Entre los dulces industriales baratos y conocidos están los caramelos de piña y grosella, las peritas de anís, las almohaditas de menta, los dulces de hierbabuena, los diminutos aníses forrados de caramelo, los caramelos de azúcar cristalizada que contienen una pequeña porción de tamarindo; aún son solicitadas las “gomitas” de colores y sabores, las “lagrimitas” y “botellitas de azúcar” con jarabe en su interior, las “viboritas” de goma, los chiclosos de café, las paletas de malvavisco cubiertas con chocolate, los caramelos con trocitos de cacahuate, los “cigarros” de chocolate, los corazoncitos perfumados de tonos pastel, los chochitos que dejaban la lengua pintada, las “monedas” de chocolate o de chicle forradas con papel de estaño, los malvaviscos, los “toficos”, los pequeños chocolates cubiertos con gragea y mil golosinas más cuya lista exhaustiva se la dejo al amable lector.

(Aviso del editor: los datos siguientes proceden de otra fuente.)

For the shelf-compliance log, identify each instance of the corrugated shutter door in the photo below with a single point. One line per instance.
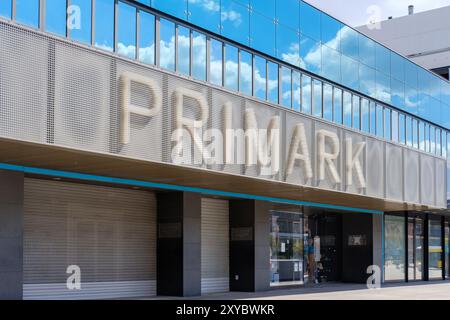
(215, 246)
(110, 233)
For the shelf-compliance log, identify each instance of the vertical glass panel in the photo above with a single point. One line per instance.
(435, 262)
(184, 51)
(235, 21)
(347, 109)
(246, 71)
(288, 45)
(260, 78)
(306, 94)
(331, 64)
(331, 32)
(286, 87)
(337, 106)
(373, 118)
(288, 13)
(383, 59)
(356, 112)
(104, 24)
(367, 83)
(394, 248)
(380, 121)
(317, 98)
(82, 32)
(6, 8)
(401, 128)
(199, 56)
(55, 16)
(395, 127)
(415, 249)
(27, 12)
(286, 248)
(216, 62)
(126, 37)
(177, 8)
(272, 94)
(198, 10)
(350, 43)
(296, 90)
(146, 37)
(350, 72)
(310, 21)
(262, 33)
(328, 102)
(367, 51)
(167, 44)
(365, 116)
(231, 67)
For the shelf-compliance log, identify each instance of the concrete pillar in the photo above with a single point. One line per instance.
(11, 235)
(249, 246)
(178, 244)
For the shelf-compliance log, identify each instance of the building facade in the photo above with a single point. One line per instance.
(183, 148)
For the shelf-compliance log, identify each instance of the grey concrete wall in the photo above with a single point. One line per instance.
(11, 235)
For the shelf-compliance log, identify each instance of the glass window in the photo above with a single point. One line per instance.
(104, 24)
(288, 45)
(401, 128)
(296, 90)
(198, 10)
(27, 12)
(365, 116)
(235, 21)
(317, 98)
(231, 67)
(328, 102)
(199, 56)
(380, 121)
(395, 127)
(260, 78)
(306, 94)
(216, 63)
(272, 93)
(146, 37)
(286, 87)
(347, 109)
(245, 78)
(126, 38)
(6, 8)
(310, 54)
(435, 249)
(310, 21)
(337, 105)
(80, 23)
(167, 44)
(262, 33)
(373, 118)
(184, 50)
(55, 16)
(356, 112)
(177, 8)
(394, 248)
(288, 13)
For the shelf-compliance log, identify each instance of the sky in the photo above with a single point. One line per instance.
(360, 12)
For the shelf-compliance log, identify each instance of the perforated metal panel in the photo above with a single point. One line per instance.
(109, 233)
(215, 246)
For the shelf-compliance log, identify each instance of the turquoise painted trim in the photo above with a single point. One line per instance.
(146, 184)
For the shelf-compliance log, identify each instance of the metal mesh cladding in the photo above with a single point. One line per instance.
(55, 91)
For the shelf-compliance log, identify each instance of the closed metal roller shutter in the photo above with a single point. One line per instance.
(215, 246)
(110, 233)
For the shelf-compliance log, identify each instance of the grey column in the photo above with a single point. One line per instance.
(11, 235)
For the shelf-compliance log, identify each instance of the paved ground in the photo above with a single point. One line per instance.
(411, 291)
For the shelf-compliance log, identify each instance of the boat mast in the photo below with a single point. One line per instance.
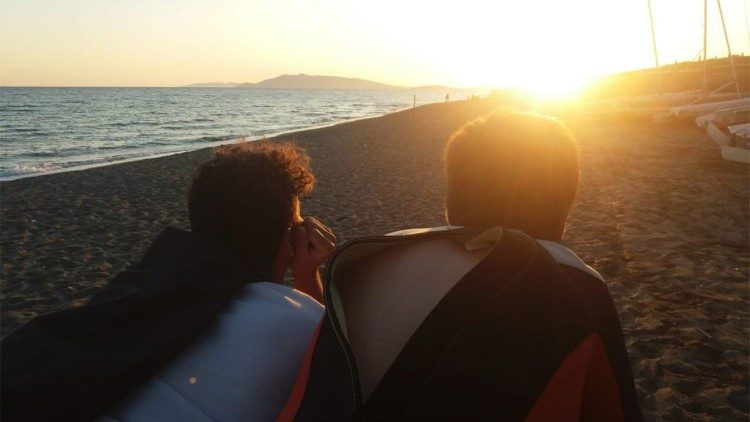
(653, 43)
(705, 51)
(729, 50)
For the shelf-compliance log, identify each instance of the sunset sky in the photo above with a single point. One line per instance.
(460, 43)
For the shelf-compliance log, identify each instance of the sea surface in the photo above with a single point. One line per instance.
(46, 130)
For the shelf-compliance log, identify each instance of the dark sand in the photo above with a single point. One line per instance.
(659, 214)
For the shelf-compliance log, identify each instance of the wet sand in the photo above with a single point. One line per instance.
(659, 214)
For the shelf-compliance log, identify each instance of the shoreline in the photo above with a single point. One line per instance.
(659, 214)
(212, 145)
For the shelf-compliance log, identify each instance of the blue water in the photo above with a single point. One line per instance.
(53, 129)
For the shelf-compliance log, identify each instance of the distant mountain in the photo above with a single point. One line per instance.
(214, 85)
(303, 81)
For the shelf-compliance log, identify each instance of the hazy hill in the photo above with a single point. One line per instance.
(214, 85)
(303, 81)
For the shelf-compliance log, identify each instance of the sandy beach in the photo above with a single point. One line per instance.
(659, 214)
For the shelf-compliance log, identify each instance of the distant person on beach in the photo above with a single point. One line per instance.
(202, 326)
(490, 318)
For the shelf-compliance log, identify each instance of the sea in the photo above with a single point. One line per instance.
(45, 130)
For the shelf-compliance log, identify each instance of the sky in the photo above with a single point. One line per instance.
(463, 43)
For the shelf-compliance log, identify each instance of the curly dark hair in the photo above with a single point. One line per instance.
(246, 195)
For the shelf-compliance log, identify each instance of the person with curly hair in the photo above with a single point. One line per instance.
(202, 327)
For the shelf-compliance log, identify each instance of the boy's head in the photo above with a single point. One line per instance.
(247, 197)
(511, 169)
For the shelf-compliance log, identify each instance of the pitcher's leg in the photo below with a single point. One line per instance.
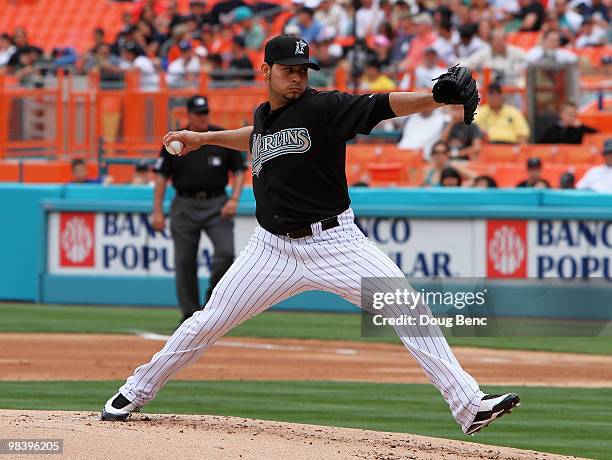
(340, 267)
(265, 273)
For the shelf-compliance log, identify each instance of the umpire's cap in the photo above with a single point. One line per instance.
(197, 104)
(286, 50)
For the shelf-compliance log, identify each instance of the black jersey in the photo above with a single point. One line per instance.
(299, 154)
(204, 169)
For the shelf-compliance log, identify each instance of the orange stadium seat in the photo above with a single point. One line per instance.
(594, 54)
(545, 152)
(576, 154)
(382, 174)
(52, 172)
(358, 156)
(508, 175)
(499, 153)
(525, 40)
(121, 173)
(596, 139)
(601, 121)
(9, 171)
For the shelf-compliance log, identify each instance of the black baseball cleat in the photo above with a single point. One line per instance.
(492, 407)
(118, 409)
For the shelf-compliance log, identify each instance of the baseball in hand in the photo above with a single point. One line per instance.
(174, 147)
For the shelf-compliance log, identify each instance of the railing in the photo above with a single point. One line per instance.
(86, 116)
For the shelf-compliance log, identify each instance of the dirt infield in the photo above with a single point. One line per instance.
(211, 437)
(113, 357)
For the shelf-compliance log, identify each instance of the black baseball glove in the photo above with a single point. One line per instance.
(457, 87)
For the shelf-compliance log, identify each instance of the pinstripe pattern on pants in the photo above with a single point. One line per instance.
(272, 268)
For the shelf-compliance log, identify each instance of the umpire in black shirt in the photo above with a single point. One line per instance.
(201, 203)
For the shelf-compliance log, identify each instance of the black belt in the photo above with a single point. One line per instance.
(326, 224)
(200, 194)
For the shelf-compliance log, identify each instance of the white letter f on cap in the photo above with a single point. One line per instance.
(299, 46)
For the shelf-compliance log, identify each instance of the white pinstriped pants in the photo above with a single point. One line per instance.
(272, 268)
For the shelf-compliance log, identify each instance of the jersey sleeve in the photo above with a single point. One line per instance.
(163, 165)
(349, 115)
(236, 160)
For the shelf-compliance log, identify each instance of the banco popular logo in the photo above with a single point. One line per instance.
(506, 249)
(76, 240)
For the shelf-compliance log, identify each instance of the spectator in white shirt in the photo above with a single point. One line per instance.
(134, 58)
(506, 61)
(368, 18)
(333, 18)
(599, 178)
(550, 50)
(445, 43)
(591, 34)
(469, 41)
(428, 70)
(184, 69)
(7, 49)
(423, 130)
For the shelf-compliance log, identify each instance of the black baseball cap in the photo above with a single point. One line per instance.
(534, 163)
(197, 104)
(287, 50)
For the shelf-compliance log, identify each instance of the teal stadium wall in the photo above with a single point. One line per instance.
(23, 274)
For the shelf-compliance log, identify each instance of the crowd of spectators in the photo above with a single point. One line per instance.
(399, 44)
(400, 36)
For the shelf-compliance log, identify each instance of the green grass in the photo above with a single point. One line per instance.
(324, 326)
(561, 420)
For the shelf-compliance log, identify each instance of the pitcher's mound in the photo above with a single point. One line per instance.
(199, 436)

Los “oritos” eran la envoltura de estaño de las barras de chocolate y de algunas paletas que quitábamos con cuidado, alisábamos y guardábamos entre las páginas de los libros para ser utilizadas en la elaboración de los picos de las piñatas tradicionales. Existieron tubitos de vidrio que contenían “chochitos tricolores” y que se usaban como cerbatanas con el peligro, por demás frecuente, de que se rompían y nos quedábamos con fragmentos en la boca. El exceso en la ingesta de dulces invariablemente nos llevaba directamente al consultorio del dentista y ahí la cosa se ponía difícil con las maniobras del facultativo y especialmente con el zumbido siniestro de su broca de tortura con la que remueve las caries. Creo que en este asunto del consumo de azúcar hay que irse con tiento, pero “ni tanto que queme al Santo, ni poco que no lo alumbre” porque el “gusanito” de la golosina es terco y voluntarioso.